Anneme ve babama kızgın olmam gerekiyordu bunu biliyordum ama annemin beni isteyerek bırakıp gittiğine inanmak istemiyordum. Babam her zaman her konuda annemi çok iyi ikna etmesini biliyordu ve aramız son zamanlarda pek iyi değildi. Onun annemin aklına girip zorla benden uzaklaştırdığına inanmak istiyordum. Bunun aksini düşünmek beni mahvediyordu.

Odaya girmiş olmamın üzerinden dakikalar geçtikten sonra kapının açılma sesini duyduğumda ağlamamı ve sesimi olabildiğince saklamaya çalıştım. Uyuyor numarası yaparak onunla yüzleşmekten kaçmaya karar verdiğimde nefeslerimi hızlandırmamaya dikkat ettim.

"Yejun."

Bana seslenmesiyle içimde bir şeylerin paramparça olduğunu hissedebiliyordum. Hiçbir tepki vermeden hareketsizce yatmaya devam ederken bana yaklaşması olasılığına karşı ıslak gözlerimi kapattım.

"Uyumadığını biliyorum." Sesi eskisinden daha yumuşak çıkıyordu. "Bana bak."

Verdiği emirle hiçbir tepki vermedim. Ritimsiz nefes alışverişlerimden uyuyor olmadığımı anlamış olmalıydı. Ona dönmek adına bir şey yapmadım. Sadece istemsizce gözlerimden akmaya devam eden gözyaşlarımı kontrol etmeye çalışıyordum.

Bir süre hiç ses gelmeyince gitmiş olduğunu düşünmüştüm ki kolumdaki elini hissetmemle onunla yüz yüze gelmem bir oldu.

Artık sırtım yatağa temas ediyorken o ise hemen üzerimde duruyordu. Ona ağlamaktan kızarmış gözlerimle masum bir şekilde bakmaya başladığımda bana olan bakışlarındaki değişim bariz bir şekilde ortadaydı. Yüzü şu ana kadar hiç almadığı bir hal alırken nefes almayı unutuyordum.

Elini yüzüme yaklaştırdığında irkilirken bedenimi yatağa biraz daha ittim.
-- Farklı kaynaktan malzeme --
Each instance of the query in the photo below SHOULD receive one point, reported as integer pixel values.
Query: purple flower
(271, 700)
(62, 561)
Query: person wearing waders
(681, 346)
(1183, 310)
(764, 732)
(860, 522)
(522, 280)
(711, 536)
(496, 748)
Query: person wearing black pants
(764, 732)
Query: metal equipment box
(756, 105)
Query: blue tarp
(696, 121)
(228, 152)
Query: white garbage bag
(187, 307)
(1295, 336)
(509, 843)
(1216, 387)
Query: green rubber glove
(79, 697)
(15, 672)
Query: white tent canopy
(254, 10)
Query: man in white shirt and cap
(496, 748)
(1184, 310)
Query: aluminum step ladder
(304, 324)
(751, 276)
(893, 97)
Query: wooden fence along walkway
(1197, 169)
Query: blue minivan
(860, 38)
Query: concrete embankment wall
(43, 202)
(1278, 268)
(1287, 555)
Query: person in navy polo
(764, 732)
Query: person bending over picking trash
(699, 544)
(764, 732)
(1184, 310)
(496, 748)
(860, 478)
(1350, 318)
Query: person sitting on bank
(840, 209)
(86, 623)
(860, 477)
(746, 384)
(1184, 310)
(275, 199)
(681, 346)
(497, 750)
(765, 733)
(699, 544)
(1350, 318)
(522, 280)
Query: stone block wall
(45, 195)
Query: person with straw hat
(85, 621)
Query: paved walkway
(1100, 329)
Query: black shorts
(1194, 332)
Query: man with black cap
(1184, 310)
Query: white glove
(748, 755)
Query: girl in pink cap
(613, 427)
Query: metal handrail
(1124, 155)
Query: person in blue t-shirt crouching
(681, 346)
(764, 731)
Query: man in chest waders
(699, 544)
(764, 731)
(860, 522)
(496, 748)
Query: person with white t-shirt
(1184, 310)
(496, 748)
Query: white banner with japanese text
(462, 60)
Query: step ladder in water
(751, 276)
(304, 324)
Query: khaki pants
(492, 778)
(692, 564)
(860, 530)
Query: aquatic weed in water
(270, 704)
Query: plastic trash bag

Bu tepkime karşı elini yine de çekmedi ve gözyaşlarımı silmek üzere yanağıma değen eli karşısında gözlerimi birkaç saniyeliğine kapattım.

Yüzümden kayıp giden soğuk parmaklarını hissettikten sonra gözlerimi açtım. Bana onun duygusuz olduğunu unutturan bakışıyla karşılaşınca her şeyi unuturken ona bakakaldım.

"Amacım kesinlikle bu değildi. Seni incitmek istemedim."

Dedikleri üzerine kalbimin sıkıştığını hissederken tek yapabildiğim şey söylediklerini dinlemek oldu. Sanki dakikalar içinde değişmişti ve yerine bir başkası gelmişti. Benim duygularımı önemsiyor olması düşüncesi ile tuhaf hissediyordum.

"Onu makineye atarken böyle bir şey olacağı aklımın ucundan bile geçmedi. Sadece aylardır evinde duruyorlardı ve yıkanmaya ihtiyaçları olduğunu düşündüm. Bunu bilerek yapmadım."

Onun bu haline belki de ilk ve son kez şahit oluyordum. Gözlerinin içine bakarken ona olan öfkemi hatta tüm olanları bile unuturken onun söyledikleri ve bana olan bakışı aklımı neden bu kadar meşgul ediyordu hiçbir fikrim yoktu.

Uzun bir sessizlik hüküm sürerken söyleyeceklerinin bu kadar olduğunu sanıyordum ki son iki cümleyi söylemesiyle sanki bir boşluktan düşmüşüm gibi hissettim.